Universal behavior of dense clusters of magnetic nanoparticles

TL;DR

This study uses numerical simulations to analyze the magnetic hysteresis behavior of dense clusters of magnetic nanoparticles, revealing how interactions and concentration influence their magnetic properties.

Contribution

It introduces a dimensionless parameter framework to characterize the hysteresis loops of nanoparticle clusters considering both soft and hard magnetic particles.

Findings

Hysteresis loops depend only on particle concentration in strong interaction limit.

In weak interaction limit, loops resemble Stoner-Wohlfarth behavior.

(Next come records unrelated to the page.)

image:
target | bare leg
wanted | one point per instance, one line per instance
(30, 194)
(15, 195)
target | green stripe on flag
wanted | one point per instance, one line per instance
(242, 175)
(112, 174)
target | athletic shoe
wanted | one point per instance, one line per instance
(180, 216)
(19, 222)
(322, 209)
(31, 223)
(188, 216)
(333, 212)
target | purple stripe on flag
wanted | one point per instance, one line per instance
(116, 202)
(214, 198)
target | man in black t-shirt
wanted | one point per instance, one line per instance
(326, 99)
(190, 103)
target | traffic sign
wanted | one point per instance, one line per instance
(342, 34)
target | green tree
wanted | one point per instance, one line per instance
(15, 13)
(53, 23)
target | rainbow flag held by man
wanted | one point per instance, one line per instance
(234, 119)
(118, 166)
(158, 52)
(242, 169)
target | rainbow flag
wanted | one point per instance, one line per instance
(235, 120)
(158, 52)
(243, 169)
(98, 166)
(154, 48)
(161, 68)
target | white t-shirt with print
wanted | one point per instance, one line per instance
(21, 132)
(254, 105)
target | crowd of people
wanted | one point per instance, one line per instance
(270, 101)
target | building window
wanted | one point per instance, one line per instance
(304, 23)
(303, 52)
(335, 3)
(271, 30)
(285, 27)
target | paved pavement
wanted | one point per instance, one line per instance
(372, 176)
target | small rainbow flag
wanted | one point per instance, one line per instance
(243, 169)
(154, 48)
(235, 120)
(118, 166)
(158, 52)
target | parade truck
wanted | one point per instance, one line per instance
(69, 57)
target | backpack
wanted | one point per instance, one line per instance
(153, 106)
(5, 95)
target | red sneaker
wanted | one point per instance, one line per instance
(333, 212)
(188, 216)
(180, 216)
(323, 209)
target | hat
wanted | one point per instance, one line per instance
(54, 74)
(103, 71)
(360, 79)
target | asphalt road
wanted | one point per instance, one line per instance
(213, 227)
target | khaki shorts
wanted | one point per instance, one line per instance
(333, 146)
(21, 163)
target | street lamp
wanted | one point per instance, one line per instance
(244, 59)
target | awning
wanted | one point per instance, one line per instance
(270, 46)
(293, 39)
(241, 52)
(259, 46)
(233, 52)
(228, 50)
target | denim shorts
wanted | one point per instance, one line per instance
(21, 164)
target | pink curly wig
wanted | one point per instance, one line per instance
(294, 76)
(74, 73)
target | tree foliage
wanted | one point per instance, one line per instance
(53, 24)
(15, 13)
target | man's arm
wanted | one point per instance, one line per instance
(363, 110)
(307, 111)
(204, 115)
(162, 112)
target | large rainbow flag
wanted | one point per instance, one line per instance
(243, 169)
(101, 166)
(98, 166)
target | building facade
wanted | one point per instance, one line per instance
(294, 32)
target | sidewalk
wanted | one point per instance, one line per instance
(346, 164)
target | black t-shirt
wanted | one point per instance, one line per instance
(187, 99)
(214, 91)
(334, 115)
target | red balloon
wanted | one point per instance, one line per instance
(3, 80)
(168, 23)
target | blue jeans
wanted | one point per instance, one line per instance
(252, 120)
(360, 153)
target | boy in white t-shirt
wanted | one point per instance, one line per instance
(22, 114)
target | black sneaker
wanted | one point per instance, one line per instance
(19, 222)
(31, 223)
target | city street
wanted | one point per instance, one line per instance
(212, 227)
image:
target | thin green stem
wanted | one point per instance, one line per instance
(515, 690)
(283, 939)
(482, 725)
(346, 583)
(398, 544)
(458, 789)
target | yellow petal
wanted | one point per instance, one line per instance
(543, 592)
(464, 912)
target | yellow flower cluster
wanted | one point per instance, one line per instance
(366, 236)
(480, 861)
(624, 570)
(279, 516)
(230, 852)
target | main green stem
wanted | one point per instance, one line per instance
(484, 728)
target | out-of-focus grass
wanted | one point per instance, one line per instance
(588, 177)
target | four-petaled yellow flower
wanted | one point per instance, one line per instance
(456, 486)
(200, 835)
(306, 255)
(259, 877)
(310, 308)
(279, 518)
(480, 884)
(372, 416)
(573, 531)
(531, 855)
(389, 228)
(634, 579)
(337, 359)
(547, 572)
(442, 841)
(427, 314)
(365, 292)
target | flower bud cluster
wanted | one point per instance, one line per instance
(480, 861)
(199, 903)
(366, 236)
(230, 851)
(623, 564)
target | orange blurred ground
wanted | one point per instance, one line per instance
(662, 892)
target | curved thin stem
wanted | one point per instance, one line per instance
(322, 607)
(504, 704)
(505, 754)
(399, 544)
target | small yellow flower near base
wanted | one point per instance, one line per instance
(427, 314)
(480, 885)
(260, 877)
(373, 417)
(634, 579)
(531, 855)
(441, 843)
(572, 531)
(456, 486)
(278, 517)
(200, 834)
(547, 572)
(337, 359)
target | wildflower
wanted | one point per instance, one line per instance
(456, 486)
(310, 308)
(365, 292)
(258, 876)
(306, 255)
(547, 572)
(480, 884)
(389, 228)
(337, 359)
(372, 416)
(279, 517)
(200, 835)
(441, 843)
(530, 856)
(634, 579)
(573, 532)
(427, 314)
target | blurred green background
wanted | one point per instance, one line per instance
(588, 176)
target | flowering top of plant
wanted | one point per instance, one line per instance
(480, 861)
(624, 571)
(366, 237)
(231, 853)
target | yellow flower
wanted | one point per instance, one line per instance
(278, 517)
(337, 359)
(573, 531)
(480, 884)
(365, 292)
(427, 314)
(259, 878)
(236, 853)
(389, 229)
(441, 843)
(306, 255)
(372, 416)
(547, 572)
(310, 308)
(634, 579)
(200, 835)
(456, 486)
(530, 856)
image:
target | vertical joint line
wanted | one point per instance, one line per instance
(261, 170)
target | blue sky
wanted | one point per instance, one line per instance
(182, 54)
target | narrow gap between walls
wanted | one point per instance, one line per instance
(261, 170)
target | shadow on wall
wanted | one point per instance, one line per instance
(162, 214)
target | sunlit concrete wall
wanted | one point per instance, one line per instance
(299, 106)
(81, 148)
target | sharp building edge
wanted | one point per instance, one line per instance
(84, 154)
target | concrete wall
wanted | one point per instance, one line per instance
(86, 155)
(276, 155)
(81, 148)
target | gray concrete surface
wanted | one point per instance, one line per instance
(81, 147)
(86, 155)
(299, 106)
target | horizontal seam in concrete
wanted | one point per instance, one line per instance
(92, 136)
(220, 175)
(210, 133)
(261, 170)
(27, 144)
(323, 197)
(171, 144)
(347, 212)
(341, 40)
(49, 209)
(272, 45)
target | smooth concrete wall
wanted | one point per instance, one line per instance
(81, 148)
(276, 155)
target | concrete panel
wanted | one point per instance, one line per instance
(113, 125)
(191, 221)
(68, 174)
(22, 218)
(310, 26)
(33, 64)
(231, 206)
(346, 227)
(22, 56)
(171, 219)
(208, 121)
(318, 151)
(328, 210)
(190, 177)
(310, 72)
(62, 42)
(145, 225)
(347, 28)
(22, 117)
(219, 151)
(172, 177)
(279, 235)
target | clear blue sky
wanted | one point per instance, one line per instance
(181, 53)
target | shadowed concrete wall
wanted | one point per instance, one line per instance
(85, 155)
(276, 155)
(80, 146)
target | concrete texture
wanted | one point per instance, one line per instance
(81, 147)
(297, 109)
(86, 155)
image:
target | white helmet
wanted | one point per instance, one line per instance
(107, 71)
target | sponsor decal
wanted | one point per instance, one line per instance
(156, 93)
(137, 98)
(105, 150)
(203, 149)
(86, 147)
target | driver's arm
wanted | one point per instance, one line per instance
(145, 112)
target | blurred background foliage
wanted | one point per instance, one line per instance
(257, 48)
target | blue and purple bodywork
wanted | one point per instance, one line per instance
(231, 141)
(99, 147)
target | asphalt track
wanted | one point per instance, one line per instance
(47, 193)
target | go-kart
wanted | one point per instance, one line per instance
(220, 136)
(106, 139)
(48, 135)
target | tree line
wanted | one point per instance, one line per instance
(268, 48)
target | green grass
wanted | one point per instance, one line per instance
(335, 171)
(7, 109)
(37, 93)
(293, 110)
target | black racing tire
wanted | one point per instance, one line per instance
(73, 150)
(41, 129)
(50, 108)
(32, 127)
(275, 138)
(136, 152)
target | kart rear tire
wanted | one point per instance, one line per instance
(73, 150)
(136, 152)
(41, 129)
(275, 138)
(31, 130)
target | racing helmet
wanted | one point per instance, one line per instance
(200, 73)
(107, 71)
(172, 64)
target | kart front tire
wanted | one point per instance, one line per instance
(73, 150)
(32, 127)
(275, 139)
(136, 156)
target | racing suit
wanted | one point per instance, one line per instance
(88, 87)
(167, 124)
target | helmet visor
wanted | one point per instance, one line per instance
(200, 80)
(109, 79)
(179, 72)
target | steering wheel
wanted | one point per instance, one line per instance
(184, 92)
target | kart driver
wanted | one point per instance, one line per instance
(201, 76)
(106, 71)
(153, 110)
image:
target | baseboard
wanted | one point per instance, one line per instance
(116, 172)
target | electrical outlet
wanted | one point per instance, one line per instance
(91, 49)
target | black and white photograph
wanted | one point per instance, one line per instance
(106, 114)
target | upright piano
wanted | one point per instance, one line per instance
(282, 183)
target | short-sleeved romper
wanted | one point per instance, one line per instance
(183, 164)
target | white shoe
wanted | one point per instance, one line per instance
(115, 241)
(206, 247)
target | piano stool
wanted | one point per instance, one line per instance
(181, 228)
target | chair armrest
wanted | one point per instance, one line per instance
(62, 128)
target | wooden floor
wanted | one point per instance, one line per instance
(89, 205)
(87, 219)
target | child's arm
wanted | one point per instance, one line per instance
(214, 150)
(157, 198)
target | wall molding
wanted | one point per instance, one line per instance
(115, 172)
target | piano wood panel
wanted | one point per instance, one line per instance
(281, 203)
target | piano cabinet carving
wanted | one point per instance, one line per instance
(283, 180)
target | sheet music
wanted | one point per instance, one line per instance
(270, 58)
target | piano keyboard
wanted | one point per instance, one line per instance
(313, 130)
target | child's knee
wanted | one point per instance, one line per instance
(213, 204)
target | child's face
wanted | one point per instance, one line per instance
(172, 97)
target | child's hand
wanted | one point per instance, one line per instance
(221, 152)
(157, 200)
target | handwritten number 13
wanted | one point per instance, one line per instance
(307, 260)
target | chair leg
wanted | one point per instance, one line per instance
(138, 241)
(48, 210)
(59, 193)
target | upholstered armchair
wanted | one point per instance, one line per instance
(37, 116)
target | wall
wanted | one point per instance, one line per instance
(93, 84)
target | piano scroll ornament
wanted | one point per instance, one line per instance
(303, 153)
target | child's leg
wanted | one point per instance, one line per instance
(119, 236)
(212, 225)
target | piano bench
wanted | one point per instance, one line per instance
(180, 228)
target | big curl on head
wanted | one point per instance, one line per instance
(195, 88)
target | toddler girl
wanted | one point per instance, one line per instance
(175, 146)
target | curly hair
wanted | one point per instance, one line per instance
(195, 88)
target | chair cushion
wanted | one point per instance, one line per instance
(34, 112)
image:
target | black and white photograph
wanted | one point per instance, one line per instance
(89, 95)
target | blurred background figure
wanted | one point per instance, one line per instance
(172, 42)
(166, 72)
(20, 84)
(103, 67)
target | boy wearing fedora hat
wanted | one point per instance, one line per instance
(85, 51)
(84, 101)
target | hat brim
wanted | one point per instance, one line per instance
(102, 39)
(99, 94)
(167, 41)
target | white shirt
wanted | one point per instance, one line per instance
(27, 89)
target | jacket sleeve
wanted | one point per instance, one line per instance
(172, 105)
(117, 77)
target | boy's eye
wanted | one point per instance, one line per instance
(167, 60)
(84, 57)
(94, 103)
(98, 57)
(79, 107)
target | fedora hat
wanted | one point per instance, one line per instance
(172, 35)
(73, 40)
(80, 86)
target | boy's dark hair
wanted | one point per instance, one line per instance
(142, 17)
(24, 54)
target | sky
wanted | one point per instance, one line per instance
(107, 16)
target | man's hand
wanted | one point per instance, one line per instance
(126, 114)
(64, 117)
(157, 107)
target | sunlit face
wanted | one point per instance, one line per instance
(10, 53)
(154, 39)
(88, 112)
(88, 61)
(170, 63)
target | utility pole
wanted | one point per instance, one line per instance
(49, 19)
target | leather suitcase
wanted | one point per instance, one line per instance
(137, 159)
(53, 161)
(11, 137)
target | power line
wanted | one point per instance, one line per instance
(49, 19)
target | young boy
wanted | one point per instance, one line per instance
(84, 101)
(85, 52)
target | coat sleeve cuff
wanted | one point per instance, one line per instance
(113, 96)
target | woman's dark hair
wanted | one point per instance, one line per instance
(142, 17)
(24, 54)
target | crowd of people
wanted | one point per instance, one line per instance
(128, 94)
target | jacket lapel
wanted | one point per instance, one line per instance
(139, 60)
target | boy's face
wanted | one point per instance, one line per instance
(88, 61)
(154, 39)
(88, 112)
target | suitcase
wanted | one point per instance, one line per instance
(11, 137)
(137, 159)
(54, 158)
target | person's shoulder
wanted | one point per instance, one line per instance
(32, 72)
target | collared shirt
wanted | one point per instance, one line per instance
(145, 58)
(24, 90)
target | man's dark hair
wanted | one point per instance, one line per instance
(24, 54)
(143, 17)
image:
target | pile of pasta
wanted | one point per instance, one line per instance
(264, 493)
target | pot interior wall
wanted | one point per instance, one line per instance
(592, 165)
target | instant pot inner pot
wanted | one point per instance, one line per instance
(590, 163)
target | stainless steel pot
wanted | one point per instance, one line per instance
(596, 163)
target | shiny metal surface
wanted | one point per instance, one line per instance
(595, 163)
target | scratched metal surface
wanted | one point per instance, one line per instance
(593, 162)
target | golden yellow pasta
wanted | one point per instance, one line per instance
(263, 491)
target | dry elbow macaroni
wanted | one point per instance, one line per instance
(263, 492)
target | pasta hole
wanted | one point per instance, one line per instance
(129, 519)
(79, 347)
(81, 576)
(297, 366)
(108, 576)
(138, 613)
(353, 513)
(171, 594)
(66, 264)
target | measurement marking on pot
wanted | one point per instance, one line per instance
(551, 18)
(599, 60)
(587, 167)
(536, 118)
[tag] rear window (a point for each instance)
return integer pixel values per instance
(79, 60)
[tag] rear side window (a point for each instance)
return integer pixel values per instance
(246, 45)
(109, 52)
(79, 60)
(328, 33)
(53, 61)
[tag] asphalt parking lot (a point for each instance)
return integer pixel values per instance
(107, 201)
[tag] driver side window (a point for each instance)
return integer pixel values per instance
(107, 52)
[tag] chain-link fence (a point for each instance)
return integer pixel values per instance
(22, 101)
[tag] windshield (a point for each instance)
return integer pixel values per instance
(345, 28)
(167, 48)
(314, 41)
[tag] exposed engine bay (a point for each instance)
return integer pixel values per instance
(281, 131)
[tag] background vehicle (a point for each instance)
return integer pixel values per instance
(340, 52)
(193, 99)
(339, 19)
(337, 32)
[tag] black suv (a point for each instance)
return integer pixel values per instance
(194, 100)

Hysteresis behavior is governed by two key dimensionless parameters.

Abstract

A detailed numerical simulation of quasistatic hysteresis loops of dense clusters of interacting magnetic nanoparticles is carried out. Both clusters of magnetically soft and magnetically hard nanoparticles are considered. The clusters are characterized by an average particle diameter D, the cluster radius Rc, the particle saturation magnetization Ms, and the uniaxial anisotropy constant K. The number of particles in the cluster varies between Np = 30 - 120. The particle centers are randomly distributed within the cluster, their easy anisotropy axes being randomly oriented. It is shown that a rare assembly of identical random clusters of magnetic nanoparticles can be characterized by two dimensionless parameters: 1) the relative strength of magneto-dipole interaction, K/Ms^2, and the average particle concentration within the cluster, {\eta} = VNp/Vc. Here V is the nanoparticle volume, and Vc is the volume of the cluster, respectively. In the strong interaction limit, Ms*{\eta}/Ha >> 1, where Ha = 2K/Ms is the anisotropy field, the ultimate hysteresis loops of dilute assemblies of clusters have been constructed. In the variables (M/Ms, H/Ms) these hysteresis loops depend only on the particle volume fraction {\eta}. In the weak interaction limit, Ms*{\eta}/Ha << 1, the assembly hysteresis loops in the variables (M/Ms, H/Ha) are close to the standard Stoner-Wohlfarth hysteresis loop.